Le PIB ne nous dit pas tout

Le produit intérieur brut (PIB) mesure les richesses produites durant l’année par les unités résidentes. Par sa fiabilité, il contribue à la conception et à l’évaluation des politiques publiques : il permet des comparaisons dans le temps et l’espace et il est utilisé pour déterminer d’autres indicateurs tels que le solde budgétaire structurel. Jusqu’à la fin des Trente Glorieuses, l’usage du PIB a ainsi fait consensus dans un contexte où accroissement des richesses et amélioration du bien-être se confondaient.

 

Toutefois, s’il constitue un indicateur fiable pour mesurer la croissance économique, le PIB demeure limité dans sa portée. En particulier, il ne permet pas de rendre compte du niveau de bien-être et de progrès social dans une économie. « On ne tombe pas amoureux d’un taux de croissance », disait le slogan de mai 1968. Ainsi, par construction, le PIB n’intègre pas certaines activités socio-économiques telles que le travail domestique ou le bénévolat, dans la mesure où elles ne donnent pas lieu à valorisation sur un marché monétaire.

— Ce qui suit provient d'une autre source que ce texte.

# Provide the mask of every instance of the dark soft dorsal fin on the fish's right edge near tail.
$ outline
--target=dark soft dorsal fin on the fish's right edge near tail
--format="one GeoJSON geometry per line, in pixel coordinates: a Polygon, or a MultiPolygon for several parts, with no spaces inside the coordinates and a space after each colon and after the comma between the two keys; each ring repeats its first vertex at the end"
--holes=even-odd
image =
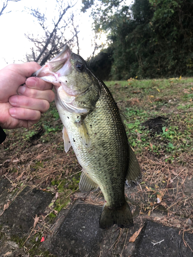
{"type": "Polygon", "coordinates": [[[126,173],[126,185],[128,188],[134,188],[142,181],[142,173],[137,158],[129,145],[129,168],[126,173]]]}

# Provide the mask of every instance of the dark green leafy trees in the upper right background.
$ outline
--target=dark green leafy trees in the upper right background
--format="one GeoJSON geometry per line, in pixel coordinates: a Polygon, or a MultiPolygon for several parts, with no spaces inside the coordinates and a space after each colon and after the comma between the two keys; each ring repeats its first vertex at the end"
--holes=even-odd
{"type": "MultiPolygon", "coordinates": [[[[111,62],[107,70],[101,69],[106,77],[193,75],[192,0],[135,0],[131,6],[127,1],[82,2],[82,11],[93,8],[95,30],[108,33],[110,49],[106,52],[112,52],[111,62]]],[[[97,62],[105,58],[100,54],[90,64],[98,75],[97,62]]]]}

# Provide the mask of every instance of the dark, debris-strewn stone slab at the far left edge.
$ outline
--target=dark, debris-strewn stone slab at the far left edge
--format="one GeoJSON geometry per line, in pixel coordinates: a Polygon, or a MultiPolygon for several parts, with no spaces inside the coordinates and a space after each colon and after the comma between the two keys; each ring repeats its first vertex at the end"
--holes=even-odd
{"type": "Polygon", "coordinates": [[[26,187],[2,214],[0,224],[9,227],[11,234],[24,236],[33,226],[33,218],[44,213],[53,197],[49,192],[26,187]]]}

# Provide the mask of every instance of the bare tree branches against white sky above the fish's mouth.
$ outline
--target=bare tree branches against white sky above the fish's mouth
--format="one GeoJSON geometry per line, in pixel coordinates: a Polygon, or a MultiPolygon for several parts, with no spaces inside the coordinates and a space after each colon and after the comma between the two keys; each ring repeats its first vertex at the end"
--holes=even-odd
{"type": "Polygon", "coordinates": [[[74,45],[75,39],[79,52],[78,26],[74,25],[74,15],[69,16],[68,11],[74,5],[67,4],[67,7],[64,8],[63,3],[62,0],[57,0],[58,16],[51,19],[52,25],[54,25],[51,31],[49,30],[50,26],[46,25],[46,14],[41,14],[39,9],[29,9],[30,14],[38,20],[44,35],[41,37],[38,35],[36,39],[33,34],[25,34],[26,38],[34,44],[34,48],[31,48],[31,53],[26,56],[27,61],[31,60],[44,65],[50,58],[58,54],[64,45],[74,45]],[[73,27],[74,30],[69,30],[69,27],[73,27]],[[64,33],[68,36],[68,39],[64,38],[64,33]]]}

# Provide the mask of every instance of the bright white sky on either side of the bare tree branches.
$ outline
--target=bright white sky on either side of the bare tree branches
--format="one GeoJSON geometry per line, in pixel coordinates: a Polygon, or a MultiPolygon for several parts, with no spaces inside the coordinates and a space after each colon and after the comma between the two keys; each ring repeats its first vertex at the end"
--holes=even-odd
{"type": "MultiPolygon", "coordinates": [[[[2,9],[3,1],[0,0],[0,10],[2,9]]],[[[80,55],[86,59],[91,56],[94,50],[92,43],[95,34],[92,31],[92,18],[89,17],[91,10],[81,13],[81,2],[81,0],[77,0],[76,7],[74,7],[74,15],[75,25],[79,24],[80,55]]],[[[8,3],[4,14],[0,16],[0,69],[11,63],[25,62],[25,54],[27,52],[30,53],[30,48],[33,46],[26,38],[25,33],[38,34],[41,31],[40,25],[28,13],[26,7],[39,8],[42,12],[46,9],[50,17],[51,26],[55,3],[52,0],[22,0],[8,3]]],[[[105,41],[106,36],[103,35],[101,40],[105,41]]],[[[76,52],[77,47],[72,50],[76,52]]]]}

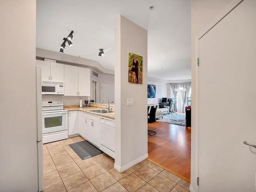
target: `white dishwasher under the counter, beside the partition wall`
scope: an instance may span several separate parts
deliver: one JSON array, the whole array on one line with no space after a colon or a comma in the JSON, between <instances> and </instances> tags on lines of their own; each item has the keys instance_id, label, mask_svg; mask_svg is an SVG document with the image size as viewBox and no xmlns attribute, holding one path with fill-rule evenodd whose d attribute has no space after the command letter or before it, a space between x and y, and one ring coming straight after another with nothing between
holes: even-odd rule
<instances>
[{"instance_id":1,"label":"white dishwasher under the counter, beside the partition wall","mask_svg":"<svg viewBox=\"0 0 256 192\"><path fill-rule=\"evenodd\" d=\"M103 146L102 151L104 151L104 147L106 147L105 148L106 151L111 150L112 152L115 152L115 120L105 118L105 117L100 117L99 122L100 122L100 144Z\"/></svg>"}]
</instances>

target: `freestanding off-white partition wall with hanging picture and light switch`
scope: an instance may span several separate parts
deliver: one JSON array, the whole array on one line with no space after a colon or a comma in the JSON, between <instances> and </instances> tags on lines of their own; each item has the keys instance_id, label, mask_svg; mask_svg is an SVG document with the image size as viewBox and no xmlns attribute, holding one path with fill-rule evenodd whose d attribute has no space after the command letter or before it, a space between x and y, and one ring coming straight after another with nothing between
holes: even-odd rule
<instances>
[{"instance_id":1,"label":"freestanding off-white partition wall with hanging picture and light switch","mask_svg":"<svg viewBox=\"0 0 256 192\"><path fill-rule=\"evenodd\" d=\"M128 53L143 56L143 84L128 82ZM133 98L134 106L126 106ZM115 168L147 155L147 31L123 16L115 20Z\"/></svg>"}]
</instances>

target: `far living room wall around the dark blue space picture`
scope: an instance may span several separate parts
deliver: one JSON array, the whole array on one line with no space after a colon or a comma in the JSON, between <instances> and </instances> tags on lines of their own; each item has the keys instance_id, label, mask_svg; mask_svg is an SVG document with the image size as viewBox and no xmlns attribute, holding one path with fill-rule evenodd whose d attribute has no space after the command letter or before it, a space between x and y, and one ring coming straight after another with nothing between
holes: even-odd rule
<instances>
[{"instance_id":1,"label":"far living room wall around the dark blue space picture","mask_svg":"<svg viewBox=\"0 0 256 192\"><path fill-rule=\"evenodd\" d=\"M167 83L157 81L147 81L147 84L156 85L156 98L147 98L147 104L155 104L162 101L162 97L167 97Z\"/></svg>"}]
</instances>

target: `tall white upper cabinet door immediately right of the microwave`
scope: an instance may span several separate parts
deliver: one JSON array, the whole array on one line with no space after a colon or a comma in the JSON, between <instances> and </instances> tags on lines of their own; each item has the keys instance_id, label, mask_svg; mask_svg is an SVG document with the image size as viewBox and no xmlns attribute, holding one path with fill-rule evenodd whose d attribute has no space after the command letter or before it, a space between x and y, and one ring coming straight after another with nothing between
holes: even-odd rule
<instances>
[{"instance_id":1,"label":"tall white upper cabinet door immediately right of the microwave","mask_svg":"<svg viewBox=\"0 0 256 192\"><path fill-rule=\"evenodd\" d=\"M65 65L64 72L65 95L78 95L78 67Z\"/></svg>"}]
</instances>

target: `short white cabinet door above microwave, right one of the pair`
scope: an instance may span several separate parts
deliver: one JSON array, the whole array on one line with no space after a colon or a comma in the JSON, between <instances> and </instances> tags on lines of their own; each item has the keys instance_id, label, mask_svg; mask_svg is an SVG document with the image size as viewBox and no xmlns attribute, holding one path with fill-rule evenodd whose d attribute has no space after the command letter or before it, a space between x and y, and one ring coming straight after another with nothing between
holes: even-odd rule
<instances>
[{"instance_id":1,"label":"short white cabinet door above microwave, right one of the pair","mask_svg":"<svg viewBox=\"0 0 256 192\"><path fill-rule=\"evenodd\" d=\"M51 62L51 81L64 82L64 65Z\"/></svg>"}]
</instances>

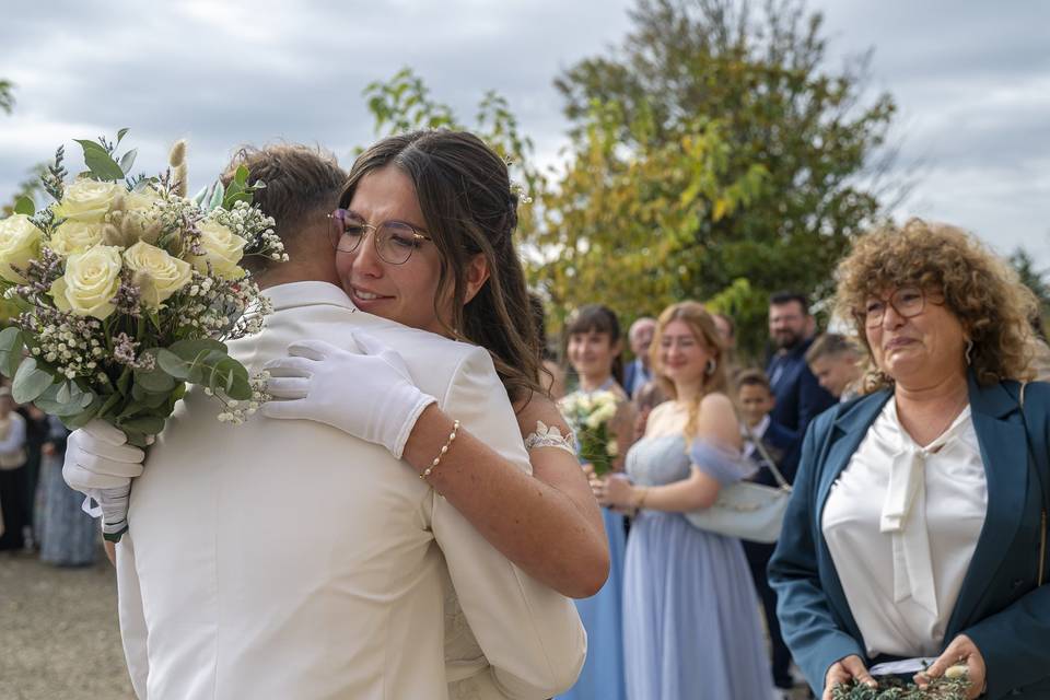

Par ailleurs, sa mesure est indifférente au niveau des inégalités de revenus ou de patrimoine – ainsi, un accroissement du PIB par habitant peut masquer une répartition inégalitaire des richesses –, mais aussi aux externalités négatives que peut engendrer une hausse de la production, notamment au plan environnemental.

 

C’est pourquoi depuis les années 1990, les institutions internationales recherchent une mesure alternative du développement qui intégrerait par exemple la soutenabilité environnementale ou les modalités de répartition des richesses. Le programme des Nations Unies pour le développement (PNUD) a ainsi introduit en 1990 l’indice de développement humain (IDH) sur la base des travaux d’Amartya Sen. Celui-ci tient compte du PIB par habitant en parité de pouvoir d’achat, de l’espérance de vie à la naissance ou encore du taux d’alphabétisation des adultes et du taux de scolarisation des enfants. En tête du classement de l’IDH figure la Norvège, les Etats-Unis se classent en 10e position et la France 21e. D’autres indicateurs ont été développés par la suite, tels que le « Better Life Index » de l’OCDE (2012) ou le revenu national disponible net de la commission Stiglitz (2008).

 

Ces nouveaux indicateurs soulèvent toutefois des interrogations : comment valoriser les composantes non monétaires du développement ? (par équivalent-revenu ou par un indicateur synthétique) quel périmètre retenir ? (intégration potentielle de la qualité des relations sociales ou du niveau de sécurité par exemple) En outre, ils ne modifient pas sensiblement la vision des niveaux de vie que fournit le PIB par habitant : ce sont globalement les mêmes pays qui combinent un revenu par habitant faible, des inégalités importantes, un fort taux de mortalité et un faible temps consacré aux loisirs.

 

Si le PIB demeure limité dans sa portée, aucun des nouveaux indicateurs du bien-être n’a conduit à le remplacer. Ils représentent plutôt une information complémentaire au PIB du point de vue des décideurs publics.